Teknoloji geliştikçe dünya kirleniyor... ne kadar hayatımızı kolaylaşırıyor gibi gözükse de yalnızlıklara ortam yaratıyor.. erik çalınan komşu bahçeleri; karanlık olana kadar oynanan saklambaçlar, kırılan camlar, bahçelere kaçan toplar, çalınıp kaçılan ziller, çocukca aşklar, toprakla yapılan yamuk çanak çömlekler, akşam sefalarını sıkıp yapılan yalancıktan meyve suları bunların tek şahitleri hep o unutulan SOKAKLAR... leğenlerde kaymayı özlüyor insan, istemiyor kayak tesislerini, özlüyor sokaklarda saklambaç oynamayı, istemiyor çalışmayı... sokak köşelerinde çocukluğunu özlüyor... şimdi dışarı çıkmıyor çocuklar... korku endişe içinde tedirgin; bilgisayar başında büyüyorlar, oyunlardan mahrum, gün geçtikçe betonlaşan; betondan hapishaneler içinde yaşıyor. ne mümkün motorlu araçlardan sokakta oynamak. evlerde bahçe yoksa, parka gidecekler ve yalnız gidemedikleri için parka kim ne zaman götürürse o zaman.

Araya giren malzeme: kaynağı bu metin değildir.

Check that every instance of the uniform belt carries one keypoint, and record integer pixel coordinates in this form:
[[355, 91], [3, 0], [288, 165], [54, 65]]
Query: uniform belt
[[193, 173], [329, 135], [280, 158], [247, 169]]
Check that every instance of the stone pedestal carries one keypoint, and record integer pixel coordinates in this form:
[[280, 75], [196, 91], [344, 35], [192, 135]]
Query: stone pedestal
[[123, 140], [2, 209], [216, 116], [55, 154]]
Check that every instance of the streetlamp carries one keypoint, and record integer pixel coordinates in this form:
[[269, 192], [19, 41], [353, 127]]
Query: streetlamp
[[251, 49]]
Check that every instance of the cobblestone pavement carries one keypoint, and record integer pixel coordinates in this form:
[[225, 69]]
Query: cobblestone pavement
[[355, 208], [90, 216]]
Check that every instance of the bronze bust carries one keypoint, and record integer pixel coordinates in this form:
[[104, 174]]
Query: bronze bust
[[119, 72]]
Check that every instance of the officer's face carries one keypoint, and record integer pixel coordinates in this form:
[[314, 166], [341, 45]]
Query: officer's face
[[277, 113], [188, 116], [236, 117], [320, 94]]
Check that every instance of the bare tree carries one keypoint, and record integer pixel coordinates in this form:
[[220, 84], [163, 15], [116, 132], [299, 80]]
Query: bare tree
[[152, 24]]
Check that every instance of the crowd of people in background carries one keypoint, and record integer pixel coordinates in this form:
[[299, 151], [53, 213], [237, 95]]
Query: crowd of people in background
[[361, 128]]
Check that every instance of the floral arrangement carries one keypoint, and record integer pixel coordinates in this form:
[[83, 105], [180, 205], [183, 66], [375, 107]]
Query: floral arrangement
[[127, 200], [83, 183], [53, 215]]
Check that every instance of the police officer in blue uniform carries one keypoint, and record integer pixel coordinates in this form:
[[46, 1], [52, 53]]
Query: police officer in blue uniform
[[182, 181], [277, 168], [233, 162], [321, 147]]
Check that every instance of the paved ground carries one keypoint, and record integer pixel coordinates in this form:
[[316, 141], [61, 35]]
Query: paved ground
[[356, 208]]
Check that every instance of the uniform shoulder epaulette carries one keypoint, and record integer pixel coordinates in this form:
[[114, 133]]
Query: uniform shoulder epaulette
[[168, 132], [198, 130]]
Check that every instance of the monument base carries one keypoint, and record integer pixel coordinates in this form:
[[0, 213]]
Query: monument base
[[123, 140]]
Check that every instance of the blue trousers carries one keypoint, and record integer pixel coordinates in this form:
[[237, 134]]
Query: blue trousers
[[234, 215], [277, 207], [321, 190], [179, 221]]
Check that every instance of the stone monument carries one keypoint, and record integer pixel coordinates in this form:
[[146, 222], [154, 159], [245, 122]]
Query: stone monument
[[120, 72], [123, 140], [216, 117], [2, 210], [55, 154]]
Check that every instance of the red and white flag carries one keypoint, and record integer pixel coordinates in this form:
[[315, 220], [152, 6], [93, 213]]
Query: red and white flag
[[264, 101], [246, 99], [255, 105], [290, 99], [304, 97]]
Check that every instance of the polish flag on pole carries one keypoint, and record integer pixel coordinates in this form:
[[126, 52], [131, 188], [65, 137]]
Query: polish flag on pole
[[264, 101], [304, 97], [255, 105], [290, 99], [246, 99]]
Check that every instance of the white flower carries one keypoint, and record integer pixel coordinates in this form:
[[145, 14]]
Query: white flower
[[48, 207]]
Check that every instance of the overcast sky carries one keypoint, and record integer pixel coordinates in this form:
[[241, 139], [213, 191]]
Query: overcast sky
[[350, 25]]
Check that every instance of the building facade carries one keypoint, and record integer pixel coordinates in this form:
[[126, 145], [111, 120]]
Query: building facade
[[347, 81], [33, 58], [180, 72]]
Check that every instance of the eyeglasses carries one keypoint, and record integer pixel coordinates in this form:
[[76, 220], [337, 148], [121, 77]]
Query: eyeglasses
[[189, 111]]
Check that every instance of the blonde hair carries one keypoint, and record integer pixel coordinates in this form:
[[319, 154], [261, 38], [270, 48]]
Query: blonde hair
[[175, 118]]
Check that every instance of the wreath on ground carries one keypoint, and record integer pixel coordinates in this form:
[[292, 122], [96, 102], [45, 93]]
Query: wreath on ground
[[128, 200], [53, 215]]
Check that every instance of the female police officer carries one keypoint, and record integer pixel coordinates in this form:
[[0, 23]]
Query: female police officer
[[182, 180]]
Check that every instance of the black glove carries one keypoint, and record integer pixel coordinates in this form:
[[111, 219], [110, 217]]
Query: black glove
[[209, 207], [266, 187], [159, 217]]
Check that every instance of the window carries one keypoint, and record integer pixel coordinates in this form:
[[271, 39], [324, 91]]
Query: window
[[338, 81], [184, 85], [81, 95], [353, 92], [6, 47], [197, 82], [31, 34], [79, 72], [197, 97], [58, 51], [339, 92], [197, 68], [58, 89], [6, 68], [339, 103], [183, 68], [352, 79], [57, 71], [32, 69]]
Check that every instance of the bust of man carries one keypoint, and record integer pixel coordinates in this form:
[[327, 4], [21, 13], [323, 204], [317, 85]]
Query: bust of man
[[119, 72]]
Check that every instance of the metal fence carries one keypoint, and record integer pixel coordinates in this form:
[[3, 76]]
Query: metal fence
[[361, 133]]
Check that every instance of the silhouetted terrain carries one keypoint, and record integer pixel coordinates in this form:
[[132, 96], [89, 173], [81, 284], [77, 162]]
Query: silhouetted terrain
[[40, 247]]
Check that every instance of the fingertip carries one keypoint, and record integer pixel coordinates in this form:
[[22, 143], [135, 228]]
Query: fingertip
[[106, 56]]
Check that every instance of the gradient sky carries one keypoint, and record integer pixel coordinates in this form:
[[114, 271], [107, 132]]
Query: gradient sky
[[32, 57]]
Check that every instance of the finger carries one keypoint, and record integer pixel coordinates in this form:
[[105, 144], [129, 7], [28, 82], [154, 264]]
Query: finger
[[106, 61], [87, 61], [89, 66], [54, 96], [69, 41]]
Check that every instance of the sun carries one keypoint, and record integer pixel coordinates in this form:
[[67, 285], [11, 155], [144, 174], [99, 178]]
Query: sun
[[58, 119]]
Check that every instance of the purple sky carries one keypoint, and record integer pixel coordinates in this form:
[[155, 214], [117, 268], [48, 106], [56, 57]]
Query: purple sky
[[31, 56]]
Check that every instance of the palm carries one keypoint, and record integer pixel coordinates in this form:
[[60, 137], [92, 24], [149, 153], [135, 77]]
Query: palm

Benim çocukluğumda annelerimiz çalışmazdı. Okuldan eve geldiğimde boynumdaki anahtarla kapıyı hiç açmadım. Hatta babamın bile anahtarı yoktu. Annem evimizin bir parçası gibiydi, hep evdeydi. Heryere birlikte giderdik, zaten öyle çok da gidilecek bir yer yoktu ki. En büyük eğlencemiz sokaklarda oynamaktı. Sokakta oynamak diye bir kavram vardı yani. Cafelerde, alış veriş merkezlerinde buluşmazdık. Okula arkadaşlarımızla gider, birlikte çıkar, oynaya, zıplaya yürüyerek gelirdik. Servis falan yoktu. Ayakkabılarımız eskirdi.
Hatta öyle olurdu ki; çantalarımızı kaldırımlara koyar oyuna bile dalardık. Annelerimiz bu durumu bildiklerinden kardeşlerimizle bizlere ekmekarası bir şeyler hazırlar gönderirdi. Mahallemizdeki teyzeler annemiz gibiydi. Susayınca girer evlerine su içerdik. Ya da pencereden bir sürahi bir bardak uzatır, hepimiz aynı bardaktan kana kana içerdik. Kısacacı evine girip gelen (ki sadece çişi gelen giderdi evine) elinde mutlaka yiyecekle dönerdi. Anneleri o arada çocuğuna verdiği şeyden bizlere de gönderirdi. Bu bazen bir kurabiye bazen bir meyve olurdu.
Cebimizde harçlığımız olduğunda düşmesin diye çıkarır çantamızın üstüne koyar oyun bitince geri alırdık. Çok garip ama kimse almazdı. Sokaklarımız evimiz kadar güvenli idi. Düşünce kaldırırlar, kavga edince barıştılırdık. Polisler gelmezdi, kavgalarımıza, zabıtlar tutulmazdı. Sonra kavgalarımız da öyle ustura,falçata ile olmaz, onlar nedir bilmezdik bile, asla kanla falan da bitmezdi, en fazla saçlarımızdan çeker, hayvan adları sayar, tekme atar, yine oyuna dalardık. Birbirimizin suyundan içer, elmasına diş atardık. Misket oynamaktan parmaklarımız kanar yine de mikrop kapmazdık. Azar işitip, acillere taşınmazdık. Düşerdik ekmek çiğner basarlardı alnımıza, oyuna devam ederdik. Röntgenlere, ultrasonlara girmezdik.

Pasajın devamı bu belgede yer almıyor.